Wenn schon er als "kleiner Projektleiter" in Arbeit versinkt, wie bewältigen dann nur die Topmanager wie Jack Welch ihr Tagespensum? Deren Erfolgsrezept ist doch ständige Präsenz, harte Arbeit und technisches Detailwissen, oder? Bei diesem Gedanken fühlt er sich müde, unendlich müde - und es ist erst Montag, und das Projekt dauert noch ein Jahr...
Stress - bei Projektleitern weit verbreitet
Viele Projektleiter sind überarbeitet, sie leiden unter Termindruck, vollen Kalendern und Massen von E-Mails. Zusätzlichen Stress bereitet die an sich selbst gestellte oder in der Firmenkultur verankerte Anforderung, immer über alle technischen Details so weit im Bilde sein zu müssen, dass sie ihren Projektmitarbeitern sagen können, "wo es lang geht". Ihre Rollenvorbilder sind dieselben wie die von Führungskräften in der Linie: die berühmten Manager großer Konzerne, über die in den Wirtschaftszeitschriften berichtet wird, und die Übermenschliches zu leisten scheinen. Natürlich gibt es Ausnahme-Manager. Deren Leistungen und Pensen dürfen allerdings nicht zum allgemeinen Standard erhoben werden. Nur die wenigsten Manager können ein Leben lang so "ackern" und dabei so fit und gesund bleiben wie diese legendären Vorbilder. Stellt man diesen Anspruch trotzdem, wird das Ideal bald zur gefährlichen Last.
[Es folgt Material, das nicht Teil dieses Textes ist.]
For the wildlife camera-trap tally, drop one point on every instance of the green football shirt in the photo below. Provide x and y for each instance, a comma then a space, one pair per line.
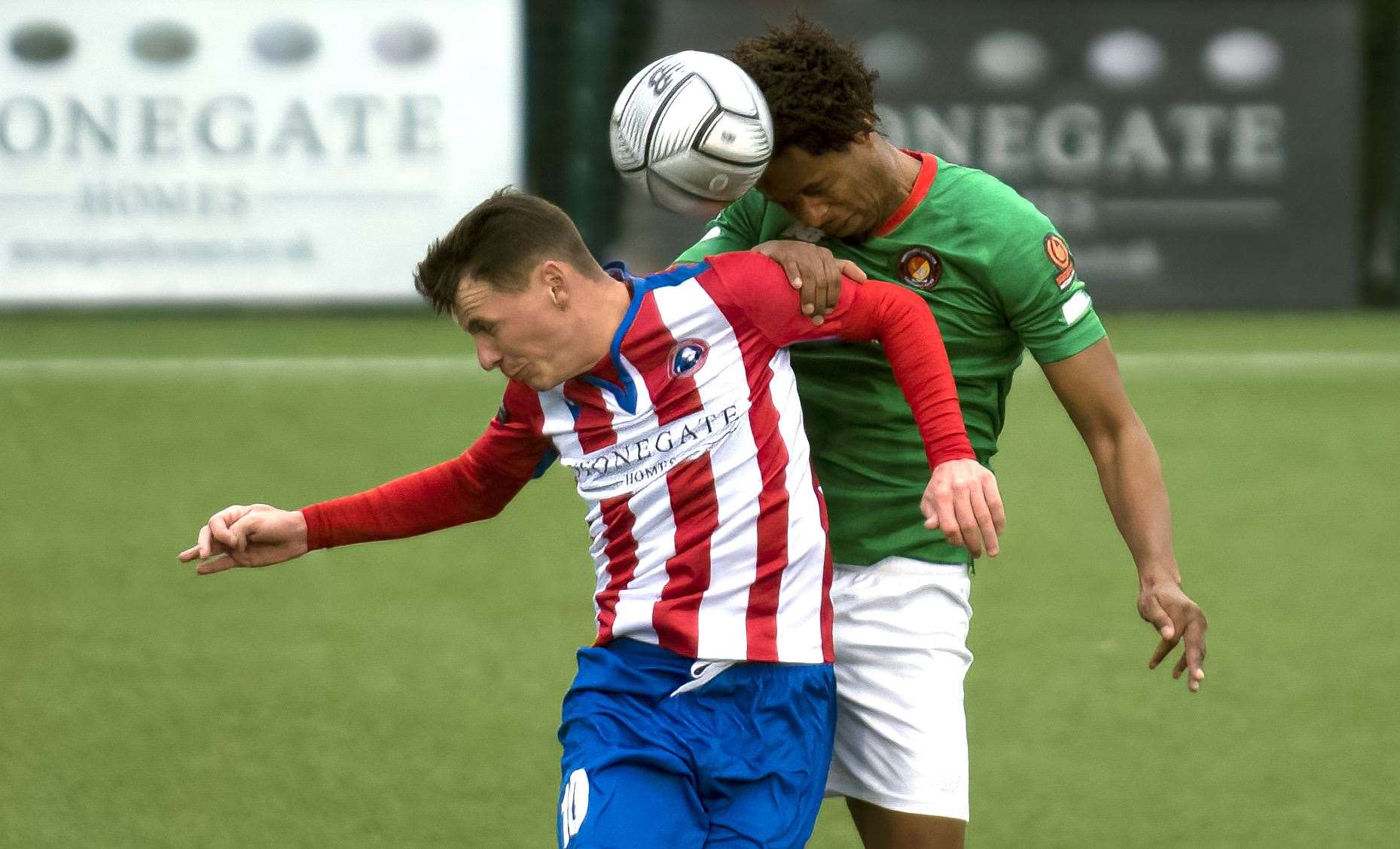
1000, 280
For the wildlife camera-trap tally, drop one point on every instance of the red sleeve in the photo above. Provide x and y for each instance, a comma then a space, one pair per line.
871, 311
474, 487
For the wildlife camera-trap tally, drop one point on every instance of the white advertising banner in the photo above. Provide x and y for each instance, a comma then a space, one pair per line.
252, 151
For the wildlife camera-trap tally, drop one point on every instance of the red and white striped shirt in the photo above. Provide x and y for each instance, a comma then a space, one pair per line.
709, 533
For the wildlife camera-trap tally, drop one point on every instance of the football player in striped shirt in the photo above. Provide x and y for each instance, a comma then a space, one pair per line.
705, 710
1002, 280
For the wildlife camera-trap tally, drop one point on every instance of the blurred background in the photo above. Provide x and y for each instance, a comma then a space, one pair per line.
209, 219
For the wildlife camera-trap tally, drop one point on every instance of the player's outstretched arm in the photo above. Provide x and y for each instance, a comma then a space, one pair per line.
1130, 474
248, 537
Hier stellt sich die Frage, ob es nicht ein menschlicheres Modell für Manager gibt, das es dennoch erlaubt, Projekte und Unternehmen erfolgreich zu leiten. Ein Modell, dem auch ein durchschnittlich begabter Mensch genügen kann, und das es ermöglicht, ein Leben außerhalb des Unternehmens oder des Projekts zu führen.
Gefährliches Vorbild
Das aktuelle Selbstbild der Manager liegt begründet in den Gedanken des amerikanischen Wirtschaftsphilosophen Frederick W. Taylor (1856 bis 1915). Seine größte und nach wie vor bemerkenswerte Gedankenleistung, die unsere Wirtschaft und Gesellschaft nachhaltig geprägt hat, war die Trennung der Planung von der Ausführung der Arbeit. Diese Idee ermöglichte die Arbeitsteilung als Organisationsform zum rationellen Einsatz von Menschen im Produktionsprozess. Arbeitsgänge wurden automatisiert, sodass auch ungelernte Arbeiter schnell Spezialisten für kleinste Tätigkeits-schritte werden konnten. Auf dieser Grundlage erfand Henry Ford die Fließbandproduktion von Autos.
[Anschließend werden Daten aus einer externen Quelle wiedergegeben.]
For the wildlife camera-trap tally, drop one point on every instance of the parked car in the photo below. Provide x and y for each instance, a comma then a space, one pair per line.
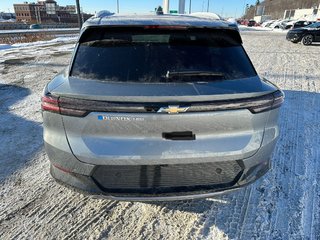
267, 23
306, 35
35, 26
300, 24
252, 23
159, 108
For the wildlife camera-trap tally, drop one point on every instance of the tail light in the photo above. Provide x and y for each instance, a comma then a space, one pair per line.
81, 107
53, 104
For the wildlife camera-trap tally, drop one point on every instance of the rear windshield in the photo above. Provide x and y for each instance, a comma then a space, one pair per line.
161, 55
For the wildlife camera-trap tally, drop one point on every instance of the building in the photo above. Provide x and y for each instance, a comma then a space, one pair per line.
46, 12
311, 14
7, 16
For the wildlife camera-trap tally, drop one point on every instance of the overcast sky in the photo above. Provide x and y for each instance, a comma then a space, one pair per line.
226, 8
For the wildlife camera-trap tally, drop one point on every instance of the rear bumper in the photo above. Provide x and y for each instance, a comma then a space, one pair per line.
81, 177
87, 186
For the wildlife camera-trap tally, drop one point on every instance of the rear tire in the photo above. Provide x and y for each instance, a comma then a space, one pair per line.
307, 40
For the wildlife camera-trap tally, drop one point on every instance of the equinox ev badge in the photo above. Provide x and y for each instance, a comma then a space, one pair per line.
173, 109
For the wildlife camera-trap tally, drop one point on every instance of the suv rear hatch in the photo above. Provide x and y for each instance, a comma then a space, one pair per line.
164, 95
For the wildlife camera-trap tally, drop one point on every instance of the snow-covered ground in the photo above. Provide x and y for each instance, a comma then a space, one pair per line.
17, 31
285, 204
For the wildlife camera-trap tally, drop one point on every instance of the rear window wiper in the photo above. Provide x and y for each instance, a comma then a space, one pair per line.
181, 74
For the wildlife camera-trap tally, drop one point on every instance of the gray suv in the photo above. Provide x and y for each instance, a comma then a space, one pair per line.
159, 108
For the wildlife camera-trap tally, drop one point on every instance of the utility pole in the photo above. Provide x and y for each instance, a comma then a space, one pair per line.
79, 14
118, 9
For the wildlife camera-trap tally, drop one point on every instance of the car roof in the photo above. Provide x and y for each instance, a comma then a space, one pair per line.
152, 19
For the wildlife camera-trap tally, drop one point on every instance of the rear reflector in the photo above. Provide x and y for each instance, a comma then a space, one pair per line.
81, 107
51, 103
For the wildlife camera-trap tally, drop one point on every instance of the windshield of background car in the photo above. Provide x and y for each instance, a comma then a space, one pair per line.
150, 53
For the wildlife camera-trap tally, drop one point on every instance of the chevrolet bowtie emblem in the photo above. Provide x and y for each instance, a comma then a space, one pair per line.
173, 109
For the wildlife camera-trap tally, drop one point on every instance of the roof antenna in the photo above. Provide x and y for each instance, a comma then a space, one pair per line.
159, 11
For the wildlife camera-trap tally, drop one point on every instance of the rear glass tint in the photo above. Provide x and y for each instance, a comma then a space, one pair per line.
149, 55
Taylor betrachtet den Menschen als eine trainierbare Maschine und geht davon aus, dass eine Person auf einen bestimmten Reiz immer eine bestimmte Reaktion zeigt. Den Arbeitern spricht Taylor die Fähigkeit ab, selbst organisatorische Aufgaben zu übernehmen. Körperlich arbeitende Menschen seien nur in einer streng reglementierten Struktur fähig, produktiv tätig zu sein. Taylors System hat jedoch eine wesentliche Schwäche: Es wirkt auf die Arbeiter demotivierend. Sie haben keine Möglichkeit, ihr Arbeitsumfeld selbst zu gestalten, sie klagen über stumpfsinnige, langweilige Arbeit, ihre Leistung bleibt weit hinter dem Möglichen zurück und sie verlieren jede Motivation außer derjenigen, ihren Lebensunterhalt zu sichern.
Dieses Problem wurde in der Automobilindustrie, die lange Erfahrung mit Taylors Arbeitsmodell hat, bereits erkannt: Viele Unternehmen führten in der Produktion Gruppenarbeit ein. Die Arbeiter erfüllen in einem rollierenden System unterschiedliche Aufgaben und lernen auf diese Weise einen größeren Ausschnitt aus dem Produktionsprozess kennen. Innerhalb der Gruppen haben die Arbeiter oft einen relativ großen Gestaltungsspielraum. Die Unternehmen, die ihre Arbeitsweise derart umgestellt haben, sind am Markt erfolgreich.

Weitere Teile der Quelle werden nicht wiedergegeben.